Chiharu Shiota, Memory of Books, 2011, mixed media, dimensions variable.

While any attempt at imitating Francis Bacon would irremediably descend into mannerism, this aptly titled exhibition, “Francis Bacon and the Existential Condition in Contemporary Art,” gestures at artistic lessons that can be gleaned from the twentieth-century master. Curators Franziska Nori and Barbara Dawson juxtapose the work of five contemporary artists with some of Bacon’s more private and unusual works, all rarely exhibited in Italy. The result effectively conveys the artist’s modus operandi: photos cut out and glued together; reproductions of works by Michelangelo or Velázquez, torn from books, onto which Bacon then intervened; snapshots of friends and lovers. It is his anguished weltanschauung, then, that is especially highlighted within the work of the participating artists.

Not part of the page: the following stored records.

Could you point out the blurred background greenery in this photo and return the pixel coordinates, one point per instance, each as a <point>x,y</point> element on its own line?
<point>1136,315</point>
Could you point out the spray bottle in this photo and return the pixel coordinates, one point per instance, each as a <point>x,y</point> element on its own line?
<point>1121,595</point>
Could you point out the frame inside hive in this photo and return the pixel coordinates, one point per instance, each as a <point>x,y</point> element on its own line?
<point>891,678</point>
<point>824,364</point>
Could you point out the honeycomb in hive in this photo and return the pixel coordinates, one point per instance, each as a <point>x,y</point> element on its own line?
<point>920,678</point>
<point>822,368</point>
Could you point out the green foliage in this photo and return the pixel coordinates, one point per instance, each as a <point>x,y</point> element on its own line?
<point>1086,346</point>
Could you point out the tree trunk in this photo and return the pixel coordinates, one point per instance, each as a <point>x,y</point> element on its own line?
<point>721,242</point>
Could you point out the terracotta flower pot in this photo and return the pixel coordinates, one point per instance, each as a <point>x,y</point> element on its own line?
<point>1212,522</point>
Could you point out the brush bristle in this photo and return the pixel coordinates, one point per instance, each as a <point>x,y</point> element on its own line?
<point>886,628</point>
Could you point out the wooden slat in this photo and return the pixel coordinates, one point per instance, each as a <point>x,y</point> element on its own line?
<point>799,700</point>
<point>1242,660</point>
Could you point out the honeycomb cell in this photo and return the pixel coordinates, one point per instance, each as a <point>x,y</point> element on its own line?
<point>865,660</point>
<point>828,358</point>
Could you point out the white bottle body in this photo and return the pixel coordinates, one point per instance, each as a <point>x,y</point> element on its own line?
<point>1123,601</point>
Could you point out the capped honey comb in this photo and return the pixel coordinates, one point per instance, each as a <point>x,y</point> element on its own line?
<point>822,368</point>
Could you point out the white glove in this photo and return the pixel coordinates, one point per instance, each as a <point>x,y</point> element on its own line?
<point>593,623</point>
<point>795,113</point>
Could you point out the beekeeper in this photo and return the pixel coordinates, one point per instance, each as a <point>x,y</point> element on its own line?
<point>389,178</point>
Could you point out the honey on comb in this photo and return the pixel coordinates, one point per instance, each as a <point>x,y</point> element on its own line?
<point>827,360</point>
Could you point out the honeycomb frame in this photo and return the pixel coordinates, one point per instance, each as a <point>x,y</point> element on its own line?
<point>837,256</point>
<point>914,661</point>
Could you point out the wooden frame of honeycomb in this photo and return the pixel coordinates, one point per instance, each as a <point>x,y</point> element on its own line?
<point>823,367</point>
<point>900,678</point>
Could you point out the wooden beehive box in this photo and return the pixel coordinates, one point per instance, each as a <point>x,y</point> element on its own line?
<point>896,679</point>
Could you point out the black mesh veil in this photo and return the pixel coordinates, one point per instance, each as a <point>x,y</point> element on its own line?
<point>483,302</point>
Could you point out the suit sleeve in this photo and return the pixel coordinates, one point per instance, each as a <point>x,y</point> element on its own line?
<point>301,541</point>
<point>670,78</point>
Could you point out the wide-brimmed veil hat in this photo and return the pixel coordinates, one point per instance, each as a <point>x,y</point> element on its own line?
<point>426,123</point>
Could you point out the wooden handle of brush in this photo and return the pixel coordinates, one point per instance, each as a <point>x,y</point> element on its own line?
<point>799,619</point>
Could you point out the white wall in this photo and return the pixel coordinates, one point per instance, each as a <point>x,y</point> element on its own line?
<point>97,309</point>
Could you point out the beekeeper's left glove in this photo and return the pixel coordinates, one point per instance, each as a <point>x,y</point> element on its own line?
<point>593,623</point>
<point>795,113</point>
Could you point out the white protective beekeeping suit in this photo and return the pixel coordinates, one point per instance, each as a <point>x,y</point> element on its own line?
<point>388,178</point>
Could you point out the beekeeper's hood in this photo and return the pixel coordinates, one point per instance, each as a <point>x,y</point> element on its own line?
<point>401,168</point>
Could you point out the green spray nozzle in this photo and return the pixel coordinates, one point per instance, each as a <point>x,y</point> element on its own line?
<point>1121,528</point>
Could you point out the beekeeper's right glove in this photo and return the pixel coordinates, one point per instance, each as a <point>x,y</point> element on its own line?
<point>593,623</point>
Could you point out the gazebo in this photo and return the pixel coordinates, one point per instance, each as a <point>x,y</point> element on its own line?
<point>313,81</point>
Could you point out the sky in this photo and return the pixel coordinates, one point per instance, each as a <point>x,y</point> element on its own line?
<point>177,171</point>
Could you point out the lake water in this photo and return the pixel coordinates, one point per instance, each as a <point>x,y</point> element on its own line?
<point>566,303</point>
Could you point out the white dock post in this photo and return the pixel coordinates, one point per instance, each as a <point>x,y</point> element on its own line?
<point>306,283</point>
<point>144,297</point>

See, for example, the practice of Nathalie Djurberg, who investigates the darker sides of the human mind through her now-famous puppets (which are on view here along with video installations), or the powerful painting of Adrian Ghenie, whose work analyzes this medium as a code, cleverly reinterpreting heterogeneous sources with which he finds his autonomous and contemporary way in painting. Likewise, the syncopated spaces of Chiharu Shiota are invaded by a site-specific installation made of black wool thread interwoven to build an intricate but oppressive web that intercrosses the Eastern calligraphic tradition with the performative lessons of Marina Abramović. Arcangelo Sassolino, in a different, disturbing manner, raises the question of the relationship between the work and the viewer, with his bachelor machine, in which a thick steel rope is connected to a hydraulic system that runs the length of the room. Annegret Soltau’s photocollages, suspended between personal story and collective experience, play off these themes by describing constriction and violence, for instance in N.Y. FACES—surgical operations series, 2001–2002, where the artist collages together images of the September 11 terrorist attacks with pictures of a complex dental operation she had. These artists open up multiple viewpoints within a pressing, polysemous journey through the apprehensions and lacerations of the human heart. It is a one-way voyage that flings us out from the highly symbolic precincts of art into the neuroses and daily contradictions of life.

Translated from Italian by Marguerite Shore.